Nope. We both managed to forget how to read a clock. For 2 minutes. Once again, a mad pass-fest ensued to try and bring our placing back. We did get it back, and apparently then some.
After lunch in Parry Sound on a beautiful balcony, we headed out into the third stage. Not much of note here except the rest stop! We had a transit zone at Big Chute, a very interesting type of railway. It can physically lift a boat out of the water, cross the road, and let it down (or bring it up) a few hundred feet to the water on the other side. We had a lot of fun running around, looking at all the various problems we wouldn’t have thought of that had creative solutions we couldn’t have fathomed. Very cool.
Big Chute Marine Railway on Wikipedia
On the fourth leg, we ran a Classen-special. This is when the rally instructions have us run across other racers going the other way, just to make it that much more confusing. In a past year that my father ran, he told me that they ran a figure-8 for miles, around corn fields, to the point that every car was in the 8 at the same time. We didn’t yet get such a thing, this was just one loop, but we ended up running it against other cars, and it started raining. The wipers don’t seem to be any better today than yesterday… I have spares, but we first just tried cleaning the existing ones.
We were lucky today. Yesterday we saw a checkpoint and hadn’t yet cleared our time build up yet, so we slowed way down and crept across, to try and minimize the time. Today we found out they weren’t really sure if we’d dropped below the 5-MPH threshold that’s considered stopping in view of a checkpoint, so instead of hitting us with the 5-minute (!) penalty, they just gave a warning. We’ll try to avoid that problem in the future no matter what.
We also found out one reason we might have had such a problem on today’s legs: we had been making time up in the sections that were timed at a certain speed (say 1m24s at 35, then speed up to 45), but by doing so, the physical point at which we slowed down changed, so the time to the next instruction would inherently be wrong. That’s something we can avoid from now on.

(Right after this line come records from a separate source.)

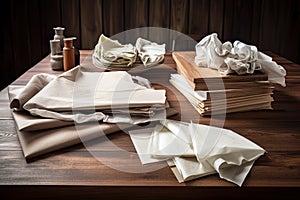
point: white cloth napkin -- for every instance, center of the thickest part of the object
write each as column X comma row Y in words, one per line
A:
column 83, row 96
column 229, row 153
column 149, row 52
column 110, row 52
column 239, row 58
column 200, row 150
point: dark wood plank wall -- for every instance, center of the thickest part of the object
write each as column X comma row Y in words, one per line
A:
column 27, row 26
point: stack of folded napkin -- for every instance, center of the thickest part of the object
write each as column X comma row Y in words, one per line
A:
column 196, row 150
column 111, row 55
column 50, row 110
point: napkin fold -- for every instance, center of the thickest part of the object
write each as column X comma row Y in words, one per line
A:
column 198, row 150
column 79, row 96
column 149, row 52
column 110, row 52
column 237, row 58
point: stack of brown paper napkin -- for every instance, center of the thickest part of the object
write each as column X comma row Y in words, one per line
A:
column 211, row 92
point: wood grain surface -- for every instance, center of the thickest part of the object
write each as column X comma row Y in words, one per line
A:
column 74, row 173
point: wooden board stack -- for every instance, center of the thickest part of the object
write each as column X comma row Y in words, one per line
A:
column 213, row 93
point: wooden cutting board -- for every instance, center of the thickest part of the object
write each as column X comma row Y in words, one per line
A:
column 203, row 78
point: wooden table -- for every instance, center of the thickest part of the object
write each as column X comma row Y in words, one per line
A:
column 74, row 173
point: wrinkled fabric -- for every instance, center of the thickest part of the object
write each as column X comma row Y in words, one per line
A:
column 149, row 52
column 198, row 150
column 80, row 97
column 238, row 58
column 110, row 52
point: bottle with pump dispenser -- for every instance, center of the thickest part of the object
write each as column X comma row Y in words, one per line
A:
column 69, row 53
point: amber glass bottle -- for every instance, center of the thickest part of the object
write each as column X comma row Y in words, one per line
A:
column 69, row 54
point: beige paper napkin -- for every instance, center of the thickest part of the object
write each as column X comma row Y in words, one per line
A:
column 239, row 58
column 110, row 52
column 149, row 52
column 65, row 97
column 35, row 84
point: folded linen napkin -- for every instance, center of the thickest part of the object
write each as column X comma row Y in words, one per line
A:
column 110, row 52
column 239, row 58
column 149, row 52
column 80, row 96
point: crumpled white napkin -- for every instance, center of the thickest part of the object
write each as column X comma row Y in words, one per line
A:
column 229, row 153
column 73, row 96
column 110, row 52
column 239, row 58
column 215, row 150
column 149, row 52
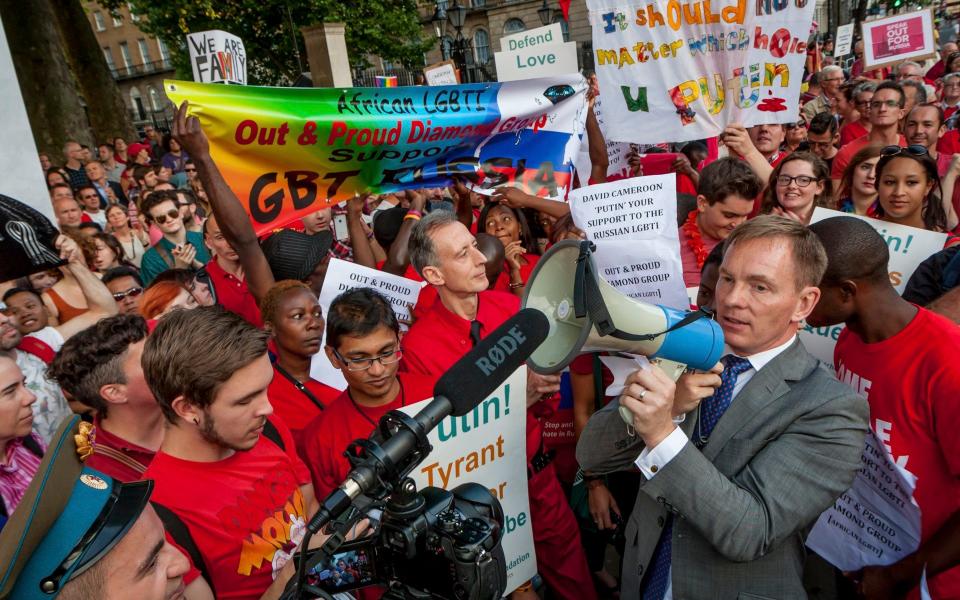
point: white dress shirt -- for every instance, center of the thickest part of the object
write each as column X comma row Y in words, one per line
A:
column 651, row 460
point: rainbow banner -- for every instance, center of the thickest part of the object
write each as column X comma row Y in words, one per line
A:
column 286, row 152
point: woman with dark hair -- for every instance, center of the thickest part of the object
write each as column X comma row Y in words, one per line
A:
column 857, row 193
column 510, row 226
column 909, row 189
column 798, row 185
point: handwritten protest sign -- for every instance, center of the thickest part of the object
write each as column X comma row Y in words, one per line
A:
column 342, row 276
column 908, row 246
column 682, row 70
column 286, row 152
column 876, row 521
column 901, row 37
column 633, row 223
column 217, row 57
column 488, row 446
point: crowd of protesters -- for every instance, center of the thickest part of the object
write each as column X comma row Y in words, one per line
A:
column 187, row 341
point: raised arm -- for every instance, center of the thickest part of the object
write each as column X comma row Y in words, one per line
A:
column 232, row 219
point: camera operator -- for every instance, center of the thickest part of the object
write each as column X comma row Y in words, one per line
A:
column 363, row 342
column 445, row 254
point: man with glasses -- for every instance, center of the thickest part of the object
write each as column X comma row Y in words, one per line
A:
column 127, row 289
column 178, row 248
column 363, row 342
column 886, row 111
column 823, row 136
column 830, row 80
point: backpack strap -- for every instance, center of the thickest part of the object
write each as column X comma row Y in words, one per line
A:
column 181, row 535
column 38, row 348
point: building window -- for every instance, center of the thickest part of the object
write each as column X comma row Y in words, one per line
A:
column 164, row 52
column 125, row 55
column 108, row 56
column 144, row 51
column 481, row 46
column 513, row 26
column 564, row 26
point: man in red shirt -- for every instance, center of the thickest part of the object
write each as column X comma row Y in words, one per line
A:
column 226, row 275
column 363, row 342
column 727, row 189
column 887, row 355
column 226, row 472
column 886, row 111
column 100, row 368
column 445, row 254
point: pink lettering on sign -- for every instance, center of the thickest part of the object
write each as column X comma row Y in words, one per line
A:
column 894, row 39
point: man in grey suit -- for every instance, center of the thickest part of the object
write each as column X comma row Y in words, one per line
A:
column 730, row 493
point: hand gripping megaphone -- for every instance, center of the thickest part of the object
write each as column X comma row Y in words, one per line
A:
column 588, row 314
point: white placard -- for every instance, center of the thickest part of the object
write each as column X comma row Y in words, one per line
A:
column 541, row 36
column 344, row 275
column 633, row 223
column 908, row 246
column 876, row 521
column 537, row 61
column 844, row 40
column 444, row 73
column 489, row 446
column 217, row 57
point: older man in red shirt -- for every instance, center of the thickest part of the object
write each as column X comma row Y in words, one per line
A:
column 445, row 254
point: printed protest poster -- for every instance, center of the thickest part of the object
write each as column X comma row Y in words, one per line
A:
column 680, row 71
column 488, row 446
column 633, row 223
column 217, row 57
column 908, row 246
column 618, row 153
column 844, row 40
column 444, row 73
column 286, row 152
column 343, row 275
column 876, row 521
column 897, row 38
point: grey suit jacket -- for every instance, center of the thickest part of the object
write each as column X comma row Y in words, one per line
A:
column 787, row 447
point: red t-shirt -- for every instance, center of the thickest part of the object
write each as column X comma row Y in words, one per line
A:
column 327, row 436
column 295, row 408
column 913, row 388
column 233, row 294
column 845, row 155
column 245, row 513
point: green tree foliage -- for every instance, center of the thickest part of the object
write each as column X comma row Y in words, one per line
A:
column 270, row 30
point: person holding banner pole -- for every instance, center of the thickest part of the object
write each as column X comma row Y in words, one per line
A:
column 885, row 354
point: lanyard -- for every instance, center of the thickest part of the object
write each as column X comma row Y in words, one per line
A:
column 403, row 402
column 296, row 383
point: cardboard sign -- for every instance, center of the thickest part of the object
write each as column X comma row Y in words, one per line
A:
column 444, row 73
column 901, row 37
column 541, row 36
column 844, row 40
column 488, row 446
column 217, row 57
column 678, row 72
column 344, row 275
column 633, row 223
column 876, row 521
column 537, row 61
column 908, row 246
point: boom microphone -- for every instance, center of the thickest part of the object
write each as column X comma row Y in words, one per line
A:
column 465, row 385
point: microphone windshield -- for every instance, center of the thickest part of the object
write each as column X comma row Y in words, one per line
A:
column 481, row 371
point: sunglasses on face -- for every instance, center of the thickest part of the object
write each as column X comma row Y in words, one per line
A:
column 131, row 293
column 912, row 150
column 173, row 213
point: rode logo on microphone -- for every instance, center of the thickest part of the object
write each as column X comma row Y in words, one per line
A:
column 501, row 349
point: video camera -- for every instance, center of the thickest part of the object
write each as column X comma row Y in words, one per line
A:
column 430, row 543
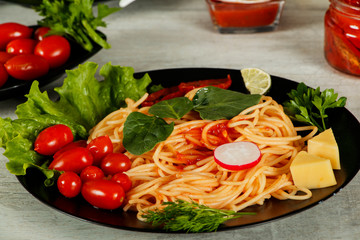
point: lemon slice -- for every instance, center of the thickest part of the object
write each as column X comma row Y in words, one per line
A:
column 256, row 80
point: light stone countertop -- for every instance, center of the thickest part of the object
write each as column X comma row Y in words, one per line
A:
column 158, row 34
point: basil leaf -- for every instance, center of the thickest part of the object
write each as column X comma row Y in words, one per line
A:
column 172, row 108
column 143, row 132
column 215, row 103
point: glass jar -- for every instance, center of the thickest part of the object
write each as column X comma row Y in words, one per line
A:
column 239, row 16
column 342, row 35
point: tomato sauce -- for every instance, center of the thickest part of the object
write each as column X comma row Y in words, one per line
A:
column 342, row 36
column 244, row 15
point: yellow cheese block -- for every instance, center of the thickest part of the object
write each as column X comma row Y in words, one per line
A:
column 311, row 171
column 324, row 145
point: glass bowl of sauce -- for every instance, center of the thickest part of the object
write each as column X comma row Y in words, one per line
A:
column 245, row 16
column 342, row 36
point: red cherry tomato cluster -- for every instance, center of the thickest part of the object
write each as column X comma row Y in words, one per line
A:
column 92, row 170
column 26, row 54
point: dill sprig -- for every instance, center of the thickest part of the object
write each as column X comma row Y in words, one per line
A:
column 190, row 216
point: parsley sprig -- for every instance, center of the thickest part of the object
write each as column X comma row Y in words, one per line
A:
column 75, row 19
column 308, row 105
column 190, row 217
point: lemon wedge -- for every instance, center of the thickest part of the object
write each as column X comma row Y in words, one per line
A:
column 256, row 80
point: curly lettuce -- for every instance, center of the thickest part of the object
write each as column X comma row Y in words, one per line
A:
column 83, row 102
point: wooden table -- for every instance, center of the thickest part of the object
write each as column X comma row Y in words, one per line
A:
column 157, row 34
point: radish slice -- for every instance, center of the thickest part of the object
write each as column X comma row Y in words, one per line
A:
column 237, row 155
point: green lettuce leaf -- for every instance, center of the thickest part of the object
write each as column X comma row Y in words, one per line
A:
column 83, row 102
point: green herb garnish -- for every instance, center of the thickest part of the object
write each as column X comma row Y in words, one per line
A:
column 142, row 132
column 308, row 105
column 83, row 102
column 74, row 18
column 190, row 217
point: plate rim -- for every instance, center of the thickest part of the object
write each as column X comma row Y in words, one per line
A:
column 222, row 227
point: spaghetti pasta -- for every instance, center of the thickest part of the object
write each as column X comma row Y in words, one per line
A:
column 183, row 166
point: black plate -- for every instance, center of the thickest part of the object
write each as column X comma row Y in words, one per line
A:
column 17, row 88
column 345, row 126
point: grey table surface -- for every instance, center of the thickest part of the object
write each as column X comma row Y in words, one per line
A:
column 158, row 34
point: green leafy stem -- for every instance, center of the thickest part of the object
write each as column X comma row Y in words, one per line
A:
column 142, row 132
column 309, row 105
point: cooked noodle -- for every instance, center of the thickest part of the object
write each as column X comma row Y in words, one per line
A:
column 183, row 166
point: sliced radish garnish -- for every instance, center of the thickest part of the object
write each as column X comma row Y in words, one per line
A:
column 237, row 155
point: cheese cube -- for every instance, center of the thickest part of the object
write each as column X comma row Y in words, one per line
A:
column 324, row 145
column 311, row 171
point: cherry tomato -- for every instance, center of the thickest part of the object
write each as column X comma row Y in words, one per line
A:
column 114, row 163
column 124, row 181
column 10, row 31
column 99, row 148
column 27, row 67
column 69, row 184
column 3, row 75
column 21, row 46
column 51, row 139
column 55, row 49
column 74, row 160
column 91, row 173
column 103, row 194
column 79, row 143
column 5, row 56
column 40, row 32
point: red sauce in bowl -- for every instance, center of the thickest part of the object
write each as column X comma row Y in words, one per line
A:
column 245, row 15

Once we arrived at the hotel, I decided to delve into whatever it was that was clicking every time we hit the brakes for the first time in a while, and causing excessive pedal travel. I had assumed a loose wheel bearing, that was causing brake-pad kickback. To be totally honest, I don’t actually know what it was, even after I took of the wheel and ferreted around, but the bearing was a touch loose, so I tightened that. The outer brake pad was clearly free to move, I could move it by hand. It made the same clicking sound we were hearing, but there appeared to be nothing wrong, so nothing got changed… We’ll see.
Sorry for the brevity and lack of info, but both Nick and I are very tired (which had no bearing on the times at all, no…) so I didn’t want to stay up too late tonight.